Chapitre 1
Je quitte le rayon surgelé. J'ai vu ce que je voulais. Direction la sortie par l'allée principale puis le rayon loisirs et sports, devant les raquettes de ping-pong, de tennis, les ballons...
Des ballons, gamin, j'en ai beaucoup vu sans vraiment les toucher. Au foot, j'étais sur le banc. Au départ, ça me frustrait, puis, je m'y suis fait. Silencieux, concentré, j'observais mes potes et finissais par prendre plaisir à les voir jouer et surtout gagner. D'ailleurs, les rares fois où j'étais appelé sur le terrain, mon manque d'entraînement faisait de moi une faiblesse. Et on finissait par me remplacer. Un jour, faute de footballeurs suffisants, j'ai dû jouer tout le match : on a perdu.
Les années suivantes, on m'a donc attribué un poste dans l'équipe, au bon endroit, à savoir hors du terrain. Je partageai moi-même cette idée, non pas née d'une croyance ou d'une superstition, mais d'une logique, presque scientifique. Moins j'étais présent sur la pelouse, moins j'avais d'expérience et plus mon niveau s'écartait de celui de mes petits camarades. Il était donc censé de ne pas me faire intervenir sur le terrain, pour conserver l'équilibre mis en place au sein de l'équipe et renforcer les chances de la faire gagner.

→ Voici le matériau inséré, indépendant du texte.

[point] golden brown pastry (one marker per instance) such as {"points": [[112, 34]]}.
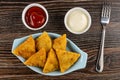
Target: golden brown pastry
{"points": [[60, 42], [66, 59], [25, 49], [38, 59], [44, 41]]}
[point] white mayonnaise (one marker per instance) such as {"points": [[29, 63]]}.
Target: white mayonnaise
{"points": [[77, 20]]}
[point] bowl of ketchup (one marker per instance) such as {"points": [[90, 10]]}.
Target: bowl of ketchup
{"points": [[35, 16]]}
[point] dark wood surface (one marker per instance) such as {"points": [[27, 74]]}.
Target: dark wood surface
{"points": [[11, 27]]}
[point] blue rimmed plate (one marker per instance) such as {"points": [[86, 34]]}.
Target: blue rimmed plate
{"points": [[80, 64]]}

Une théorie qui se vérifia peu après mes 12 ans; avec l'accident. Un truc tout con, digne des spots de pub qu'on nous rabâche à la télé: j'ai traversé sans regarder. Comme l'automobiliste. Une hospitalisation et une immobilisation de plusieurs mois où, pour aller mieux dans un premier temps, les médecins m'avaient demandé de ne rien faire. Je devais rester immobile et attendre que les choses se fassent d'elles-mêmes. Pour moi et l'ado que j'étais, c'était incompréhensible et injuste d'être absent à la rentrée, pour la saison et l'ensemble des matchs qui allaient se jouer. Je n'étais même plus sur les bancs de touche. Hors-jeu. Théoriquement, ça ne devait rien changer. Mais dans les faits, l'équipe n'a gagné aucun match. Le capitaine de l'équipe, Momo, terriblement chiant, charismatique et talentueux avait fini par dire que c'était ma faute. S'ils avaient perdu, c'était parce que je n'étais pas là, avec eux. C'était sa façon de me dire que je lui manquais. Et tout le monde l'a pris comme ça, comme un compliment de sa part, bien déguisé comme les fruits qu'il nous ramenait à chacun de ses anniversaires.
La saison d'après, quelques joueurs avaient changé mais moi, je suis revenu à ma place, sur le banc des remplaçants, à ne rien dire, ne rien faire sinon à regarder mon équipe. Tous les matchs furent gagnés. Momo partit même en centre de formation. C'était la dernière saison pour moi. Aux grandes vacances qui suivirent, je déménageai.